Herald writer John Roughan puts the layman’s case against Simon France J’s stay of the Red Devil prosecutions.
There is also legal logic against what the judge did, hopefully to be tested on appeal.
I can understand the judge’s outrage. I would not have been as charitable as him about the police serving up a late-manufactured purported operations manual entry. From the judge’s account there should be prosecutions for false swearing or some other perjury or serious deceit charge.
But the Judge also notes that the deceptions have no connection to the charges he stayed. They do not taint the evidence. The stay is therefore intended only as a punishment for the Police, it has nothing to do with the merits of the charges against the Red Devils. They win and if they were guilty as charged the rest of us lose because he wants to send a message to the Police.
Exercising leverage by intentionally hurting innocent third parties is the operating strategy of terrorism. It is distinguished by its purpose from the military willingness to injure civilians as “collateral damage”. International conventions and the ICC criminalise the deliberate targeting of non-combatants, but actions against combatants that harm non-combatants unavoidably are legitimate. The test is whether the injury to third parties is deliberate.
Terrorists believe their purposes over-ride all others. They believe their objectives are so pure that the deliberately caused suffering of the innocent is just a necessary price. Their ends justify their means.
Alternatively, to justify the hurt to their victims they impute collective guilt to them as a class (capitalists, citizens of the great Satan, Christians, Jews, night club patrons, Shia – to Sunni and Sunni to Shia).
They turn to terrorism to defeat the safeguards that protect majorities from minority oppression. They can’t persuade voters, or get a privilege from due process.
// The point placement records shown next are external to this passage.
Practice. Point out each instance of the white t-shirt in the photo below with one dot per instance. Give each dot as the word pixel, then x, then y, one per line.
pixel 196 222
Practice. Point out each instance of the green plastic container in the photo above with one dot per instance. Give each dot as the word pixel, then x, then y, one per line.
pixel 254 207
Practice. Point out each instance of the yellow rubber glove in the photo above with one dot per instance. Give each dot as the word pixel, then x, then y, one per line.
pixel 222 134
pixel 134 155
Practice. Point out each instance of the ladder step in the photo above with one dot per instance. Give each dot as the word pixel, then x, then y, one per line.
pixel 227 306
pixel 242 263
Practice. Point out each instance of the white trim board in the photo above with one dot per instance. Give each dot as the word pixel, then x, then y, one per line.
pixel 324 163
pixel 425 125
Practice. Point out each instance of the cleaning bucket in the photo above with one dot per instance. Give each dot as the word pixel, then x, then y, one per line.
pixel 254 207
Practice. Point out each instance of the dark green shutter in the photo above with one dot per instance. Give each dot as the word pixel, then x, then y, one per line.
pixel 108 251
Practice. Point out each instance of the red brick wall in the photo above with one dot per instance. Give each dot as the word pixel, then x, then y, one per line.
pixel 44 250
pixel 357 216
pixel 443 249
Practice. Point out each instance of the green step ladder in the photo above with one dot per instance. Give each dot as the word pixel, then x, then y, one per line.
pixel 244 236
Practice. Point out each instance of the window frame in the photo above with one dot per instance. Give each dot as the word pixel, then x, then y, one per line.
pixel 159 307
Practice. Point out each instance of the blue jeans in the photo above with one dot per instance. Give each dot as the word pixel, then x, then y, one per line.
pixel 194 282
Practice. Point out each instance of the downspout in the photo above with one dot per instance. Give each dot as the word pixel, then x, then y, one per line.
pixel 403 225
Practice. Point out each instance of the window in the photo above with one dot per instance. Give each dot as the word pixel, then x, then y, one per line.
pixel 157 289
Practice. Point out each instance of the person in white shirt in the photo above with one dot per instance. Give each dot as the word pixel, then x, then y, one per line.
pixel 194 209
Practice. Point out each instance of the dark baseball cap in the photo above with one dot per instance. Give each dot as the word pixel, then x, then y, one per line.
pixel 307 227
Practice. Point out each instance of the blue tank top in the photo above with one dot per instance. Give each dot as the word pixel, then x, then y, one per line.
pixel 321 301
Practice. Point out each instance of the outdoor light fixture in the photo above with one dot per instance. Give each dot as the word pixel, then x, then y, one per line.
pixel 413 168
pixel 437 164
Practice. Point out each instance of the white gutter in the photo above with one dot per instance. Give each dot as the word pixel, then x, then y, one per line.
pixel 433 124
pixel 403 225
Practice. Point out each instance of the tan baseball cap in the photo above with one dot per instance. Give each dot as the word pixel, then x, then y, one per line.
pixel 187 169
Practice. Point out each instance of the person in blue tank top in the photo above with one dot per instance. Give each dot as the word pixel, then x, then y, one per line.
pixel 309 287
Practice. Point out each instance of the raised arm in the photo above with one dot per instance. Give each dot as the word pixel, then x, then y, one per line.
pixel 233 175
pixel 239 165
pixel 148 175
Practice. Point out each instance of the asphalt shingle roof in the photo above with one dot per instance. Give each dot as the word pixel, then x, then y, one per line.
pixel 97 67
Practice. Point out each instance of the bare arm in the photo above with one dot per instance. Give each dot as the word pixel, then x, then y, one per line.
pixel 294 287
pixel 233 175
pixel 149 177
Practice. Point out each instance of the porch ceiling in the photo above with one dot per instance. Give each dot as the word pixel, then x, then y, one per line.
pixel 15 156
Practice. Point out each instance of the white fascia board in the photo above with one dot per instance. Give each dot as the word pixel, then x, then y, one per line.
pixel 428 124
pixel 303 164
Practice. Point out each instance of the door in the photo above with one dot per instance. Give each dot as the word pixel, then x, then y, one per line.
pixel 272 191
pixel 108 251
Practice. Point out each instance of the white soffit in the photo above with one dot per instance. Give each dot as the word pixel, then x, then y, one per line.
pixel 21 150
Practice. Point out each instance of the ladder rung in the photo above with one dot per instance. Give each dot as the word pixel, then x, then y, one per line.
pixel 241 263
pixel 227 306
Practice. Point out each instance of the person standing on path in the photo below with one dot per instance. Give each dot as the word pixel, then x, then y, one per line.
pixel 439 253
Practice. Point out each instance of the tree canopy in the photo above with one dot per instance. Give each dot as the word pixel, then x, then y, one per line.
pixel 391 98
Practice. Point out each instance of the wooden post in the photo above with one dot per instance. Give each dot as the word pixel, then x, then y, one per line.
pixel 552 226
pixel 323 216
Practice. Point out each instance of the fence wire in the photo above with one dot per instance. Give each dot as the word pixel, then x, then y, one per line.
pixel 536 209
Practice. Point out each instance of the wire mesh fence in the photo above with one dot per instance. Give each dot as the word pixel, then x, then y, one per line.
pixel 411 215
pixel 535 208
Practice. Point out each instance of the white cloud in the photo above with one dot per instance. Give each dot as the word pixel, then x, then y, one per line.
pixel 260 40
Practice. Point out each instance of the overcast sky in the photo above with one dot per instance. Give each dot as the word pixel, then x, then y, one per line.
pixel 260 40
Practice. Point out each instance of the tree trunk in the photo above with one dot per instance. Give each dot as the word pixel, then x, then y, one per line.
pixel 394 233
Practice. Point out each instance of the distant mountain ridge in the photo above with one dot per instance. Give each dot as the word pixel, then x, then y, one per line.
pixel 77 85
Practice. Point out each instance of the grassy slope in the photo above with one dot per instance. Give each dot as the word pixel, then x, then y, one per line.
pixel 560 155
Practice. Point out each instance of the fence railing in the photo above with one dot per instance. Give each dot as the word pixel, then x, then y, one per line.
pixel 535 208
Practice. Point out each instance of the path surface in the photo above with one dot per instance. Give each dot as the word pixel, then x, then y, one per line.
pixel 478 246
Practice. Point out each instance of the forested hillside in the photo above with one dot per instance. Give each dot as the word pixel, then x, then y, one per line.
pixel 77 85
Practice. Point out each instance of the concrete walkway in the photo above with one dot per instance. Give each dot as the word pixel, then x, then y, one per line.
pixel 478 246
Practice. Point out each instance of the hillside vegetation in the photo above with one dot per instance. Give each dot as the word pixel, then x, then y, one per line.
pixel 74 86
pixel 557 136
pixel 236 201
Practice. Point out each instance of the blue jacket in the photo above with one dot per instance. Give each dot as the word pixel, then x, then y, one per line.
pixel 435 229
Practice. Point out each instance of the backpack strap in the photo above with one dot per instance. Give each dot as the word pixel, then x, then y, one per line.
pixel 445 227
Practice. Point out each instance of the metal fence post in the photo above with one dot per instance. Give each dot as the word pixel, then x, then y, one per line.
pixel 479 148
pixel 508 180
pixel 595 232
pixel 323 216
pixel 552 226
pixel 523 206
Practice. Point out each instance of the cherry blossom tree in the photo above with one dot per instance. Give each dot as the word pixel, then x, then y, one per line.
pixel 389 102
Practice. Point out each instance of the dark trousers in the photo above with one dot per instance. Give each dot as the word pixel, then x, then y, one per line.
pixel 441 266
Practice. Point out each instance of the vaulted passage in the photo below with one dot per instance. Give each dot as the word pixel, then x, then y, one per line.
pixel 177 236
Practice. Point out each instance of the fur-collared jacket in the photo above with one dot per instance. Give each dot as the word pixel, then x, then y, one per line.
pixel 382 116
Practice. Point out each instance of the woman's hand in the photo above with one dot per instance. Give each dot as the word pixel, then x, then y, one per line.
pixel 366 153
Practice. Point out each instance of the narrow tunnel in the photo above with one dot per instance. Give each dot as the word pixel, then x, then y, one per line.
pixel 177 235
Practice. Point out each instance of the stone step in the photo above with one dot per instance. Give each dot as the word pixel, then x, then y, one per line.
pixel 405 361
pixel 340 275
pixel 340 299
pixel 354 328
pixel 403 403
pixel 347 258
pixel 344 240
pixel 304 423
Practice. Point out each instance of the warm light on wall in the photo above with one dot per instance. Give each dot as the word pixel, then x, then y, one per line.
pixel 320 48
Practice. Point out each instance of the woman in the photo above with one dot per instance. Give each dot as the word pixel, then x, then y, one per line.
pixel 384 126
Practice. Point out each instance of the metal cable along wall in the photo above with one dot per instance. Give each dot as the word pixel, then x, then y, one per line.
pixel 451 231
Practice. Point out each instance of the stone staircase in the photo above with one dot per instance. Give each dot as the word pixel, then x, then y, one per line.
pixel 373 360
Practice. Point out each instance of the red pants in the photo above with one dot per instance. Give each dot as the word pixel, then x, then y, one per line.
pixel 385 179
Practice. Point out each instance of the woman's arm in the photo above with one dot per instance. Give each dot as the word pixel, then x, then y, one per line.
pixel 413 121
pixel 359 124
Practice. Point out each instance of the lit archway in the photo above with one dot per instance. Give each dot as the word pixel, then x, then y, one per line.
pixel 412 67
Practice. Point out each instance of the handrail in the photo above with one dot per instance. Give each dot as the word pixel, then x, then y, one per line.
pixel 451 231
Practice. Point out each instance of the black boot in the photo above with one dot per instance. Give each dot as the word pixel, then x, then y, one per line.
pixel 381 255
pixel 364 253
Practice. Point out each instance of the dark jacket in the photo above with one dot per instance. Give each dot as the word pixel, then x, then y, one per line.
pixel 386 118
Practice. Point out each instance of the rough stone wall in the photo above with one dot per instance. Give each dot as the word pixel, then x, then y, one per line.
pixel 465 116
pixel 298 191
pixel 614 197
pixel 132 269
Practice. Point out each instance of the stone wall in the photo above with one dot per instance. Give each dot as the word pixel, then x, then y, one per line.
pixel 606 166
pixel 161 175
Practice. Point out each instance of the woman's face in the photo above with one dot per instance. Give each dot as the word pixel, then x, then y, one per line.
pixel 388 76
The Red Devil case judicial approach has many paralells. Judges who trash prosecutions to punish breaches by particular Police officers seem to feel they have insufficient direct power over those they want to control or to punish. Perhaps they believe usual procedures for punishing wrongdoing deliver inadequate deterrent sentences. Perhaps they think the process is too slow or cumbersome or gets insufficient media attention. We do not know because generally they do not explore the alternatives. Justice France does not in this Red Devils case.
Welcome to the law judges, as citizens experience it every day. Citizens are told smugly that they have no excuse for taking remedies into their own hands. Judges do not condone them taking their deterrent vengeance to an organisation that employs the wrongdoer. Wronged individuals may not take out their frustration on the wrongdoers associates or colleagues.
As John Roughan makes plain, staying a prosecution punishes the community. It is conceivable that it may punish the culpable police officers with embarrassment. But does the judge know who is culpable? Who gave the orders? Is the behaviour so widespread that the organisation will instead close ranks behind those who just happen to have been caught.
Perhaps there are mechanisms by which those in charge will pay a price for anything bad which happens on their watch. Terrorists act on the assumption that a government which cannot protect its innocent citizens will lose power, and have to concede. In fact the opposite often happens.
The punishment chosen by this judge is a very long way from the the simple wisdom of an eye for any eye. He has not identified whose eyes have been or will be put out on any side.
Those who pay the highest price for a stay are the next victims of offenders who would have been in custody or deterred by the charges proceeding. Next comes the community’s trust in the law. If the consequence is the emboldening of a gang the outcomes of this application of the terrorist approach could be as dire as the physical harm of “normal” terrorism.
To the extent crime rates generally are affected by any obvious ineffectiveness of the law the decision could have as many victims as a bomb targetting random innocents. The bomber says ” I destroy or kill something or someone valuable to you if you do not behave as I want”. The judge has said much the same to the Police collectively.
For gangs there must be little more encouraging than to get a free pass because the law’s agents are fighting among themselves. The law truly is cutting off its nose to spite its face.